Struggling against a gale on a cold, wet day.......
...added to which the road was soggy and heavy going.  It was a head down and trudge day, and a relief towards evening when a man in a pick up stopped to ask if I needed help.  Kim Rhone not only sorted out straw filled loose boxes and feed for the horses in a barn just down the road, but also took a rather weather beaten traveller home for supper, shower and proper bed!  Kim and wife Mary Kay with whom I had a most enjoyable evening ...
This was not far from the location of the former Willow Island Pony Express station.  The log cabin on the site was moved to the Cozad town park in the 1930s apparently for use by boy scouts.
Thursday April 28th and the day started off fine but blustery.  A view towards the bluffs that flank the Platte floodplain.

 With a surname like Rhone, it is perhaps not surprising that one of Kim's farming projects has been a small vineyard.  He planted and nurtured the vines, but now finds it more profitable to lease the vineyard to a local wine making firm.  Passing his Reno Ridge vineyard on the way out ....
It was inevitable the moment I had found a nice patch of grass under an electricity line and unloaded the horses for a midday rest that an inspection helicopter would turn up. However they made an effort to avoid our section of line though Lady still looked askance at it....
 
I was delighted to discover that Lyle Gronewald had arranged for me to stay at Midway Pony Express station near Gothenburg, which is owned by the congenial Larry and Jan Gill.  Not only that, but Larry gave me permission to actually sleep in the log cabin!  The Gills have been committed to preserving this piece of history, and at their own expense have built a shed around it to protect it from the elements.   With the Gills, who also organised a journalist from Gothenburg and took me out for a meal....
My wet trousers are testimony to the lurking rain which caught up with me again as I was arriving!
 
Midway was so named as it was halfway between Aitchison and Denver on the stage line.  The log building is thought to be the only Pony Express station in Nebraska still on its original site.
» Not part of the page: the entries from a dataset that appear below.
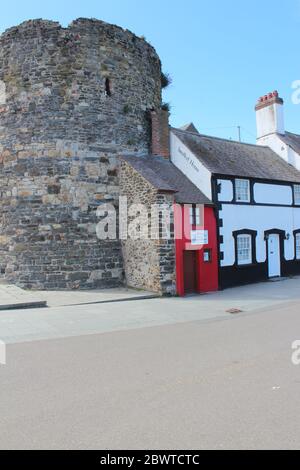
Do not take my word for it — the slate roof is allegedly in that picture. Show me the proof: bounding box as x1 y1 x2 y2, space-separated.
180 122 199 134
122 155 213 205
280 132 300 154
172 128 300 183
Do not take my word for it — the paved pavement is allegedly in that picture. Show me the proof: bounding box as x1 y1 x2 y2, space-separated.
0 283 158 311
0 299 300 449
0 278 300 343
0 283 47 310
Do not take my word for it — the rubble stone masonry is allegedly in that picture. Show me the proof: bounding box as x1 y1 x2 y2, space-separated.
120 160 176 295
0 19 161 289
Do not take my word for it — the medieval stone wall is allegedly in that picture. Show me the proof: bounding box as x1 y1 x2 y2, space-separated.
120 160 176 295
0 19 161 289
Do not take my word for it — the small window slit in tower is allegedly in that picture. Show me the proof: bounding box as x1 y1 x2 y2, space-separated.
105 78 111 96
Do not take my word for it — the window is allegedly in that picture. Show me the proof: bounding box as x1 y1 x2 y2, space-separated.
237 235 252 264
295 233 300 259
203 249 212 263
105 78 111 96
235 179 250 202
190 206 200 225
294 184 300 206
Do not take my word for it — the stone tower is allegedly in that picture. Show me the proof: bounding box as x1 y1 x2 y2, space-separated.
0 19 161 289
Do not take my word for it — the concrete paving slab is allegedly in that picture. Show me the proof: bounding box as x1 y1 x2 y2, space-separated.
0 278 300 343
36 287 160 307
0 284 47 310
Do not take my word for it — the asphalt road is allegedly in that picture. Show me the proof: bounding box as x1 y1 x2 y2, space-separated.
0 303 300 449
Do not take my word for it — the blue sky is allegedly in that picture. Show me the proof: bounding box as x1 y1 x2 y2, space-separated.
0 0 300 142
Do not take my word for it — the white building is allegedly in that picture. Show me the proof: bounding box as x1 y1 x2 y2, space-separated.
171 123 300 288
255 91 300 170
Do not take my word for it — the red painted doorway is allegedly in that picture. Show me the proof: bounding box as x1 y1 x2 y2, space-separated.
183 251 198 294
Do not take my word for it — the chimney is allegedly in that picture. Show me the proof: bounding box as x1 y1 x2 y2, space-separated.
151 109 170 159
255 91 285 139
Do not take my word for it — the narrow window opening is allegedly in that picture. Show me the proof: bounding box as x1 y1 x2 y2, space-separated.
105 78 111 96
237 235 252 264
296 233 300 259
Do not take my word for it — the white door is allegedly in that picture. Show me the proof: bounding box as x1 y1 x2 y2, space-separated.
268 233 281 277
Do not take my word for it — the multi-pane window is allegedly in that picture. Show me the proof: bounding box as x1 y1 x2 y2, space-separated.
190 206 200 225
235 179 250 202
294 184 300 206
296 233 300 259
237 235 252 264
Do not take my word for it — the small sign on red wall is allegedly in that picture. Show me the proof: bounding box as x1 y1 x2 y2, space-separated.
191 230 208 245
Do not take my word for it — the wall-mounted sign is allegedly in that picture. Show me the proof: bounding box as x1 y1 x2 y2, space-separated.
191 230 208 245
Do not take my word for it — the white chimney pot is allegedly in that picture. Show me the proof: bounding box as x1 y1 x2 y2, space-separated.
255 91 285 139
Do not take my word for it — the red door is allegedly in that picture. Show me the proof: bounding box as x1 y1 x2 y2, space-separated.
183 251 197 294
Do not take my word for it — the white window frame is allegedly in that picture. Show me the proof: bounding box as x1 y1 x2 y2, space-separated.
295 232 300 260
235 178 250 202
294 184 300 206
236 233 253 266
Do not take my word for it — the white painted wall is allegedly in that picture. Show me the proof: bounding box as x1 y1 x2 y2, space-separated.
256 103 285 138
253 183 293 206
171 132 212 199
217 179 234 202
219 204 300 266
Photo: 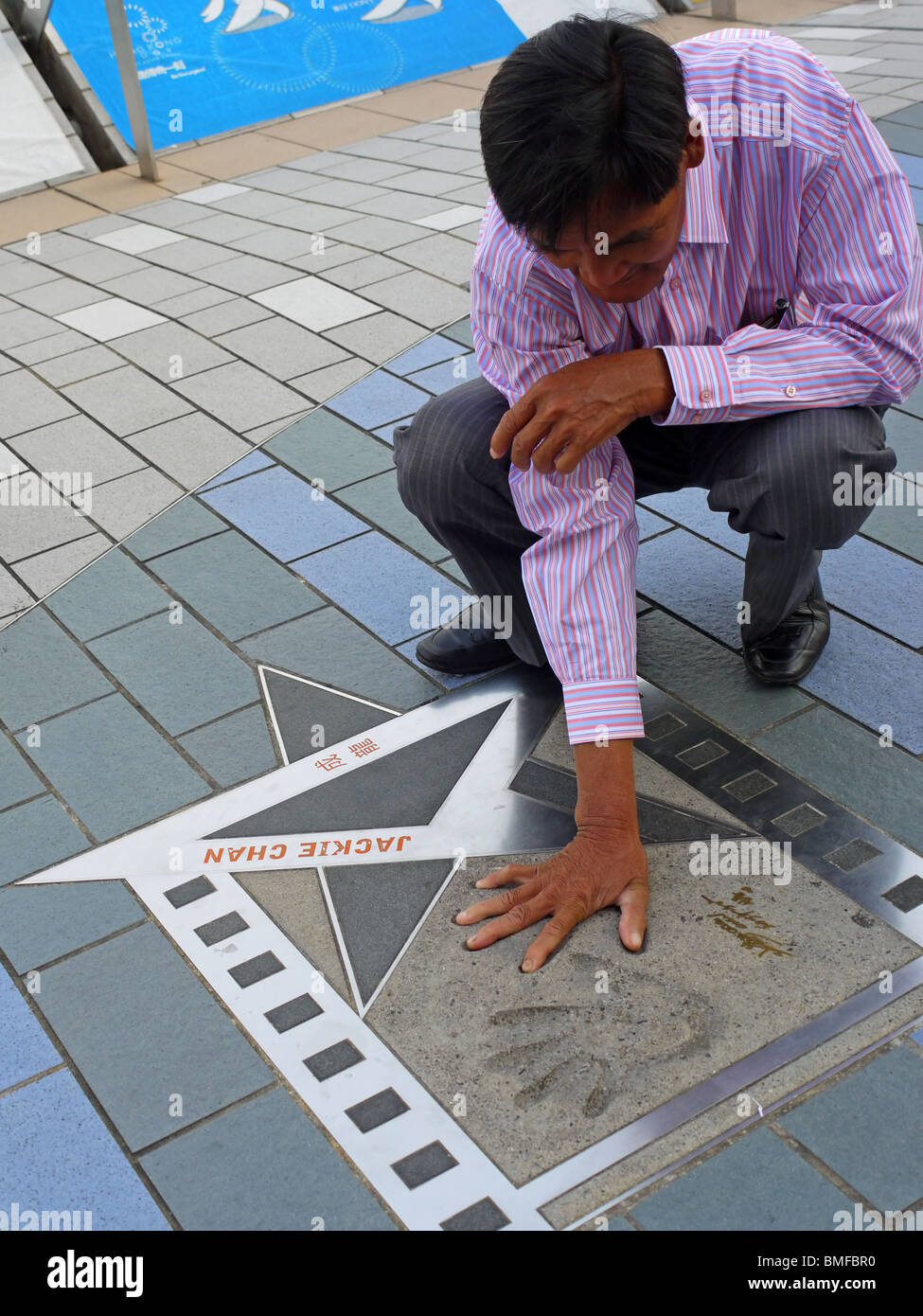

The kitchen in the log cabin, which also served as my bedroom.... 
.......of course it would not have had a concrete floor in those days - this has been laid as a conservation measure.
Midway was a home station, and it was an immense privilege to be able to stay in this cabin which housed so many riders in the past, including a couple who will go down in history.  Jim Moore rode the hundred and forty miles from Midway to Julesburg and back again (as the eastbound rider had been killed by Indians) in a time of fourteen hours and forty six minutes.  This constituted an average speed of eighteen miles an hour, which as a former endurance rider I know is going some!  William Campbell was reputedly the last surviving Pony Express rider when he died in 1934. 
Ready to set off on the morning of  Friday April 29th...
This photo clearly shows the shed which has been built by the Gills to protect the old cabin.
 
PS. In researching this post I have just learnt to my great sorrow that Larry Gill passed away on 23rd June, the evening before the Pony Express Re-ride went through. He was a true gentleman and I was honoured to have had the opportunity to meet him.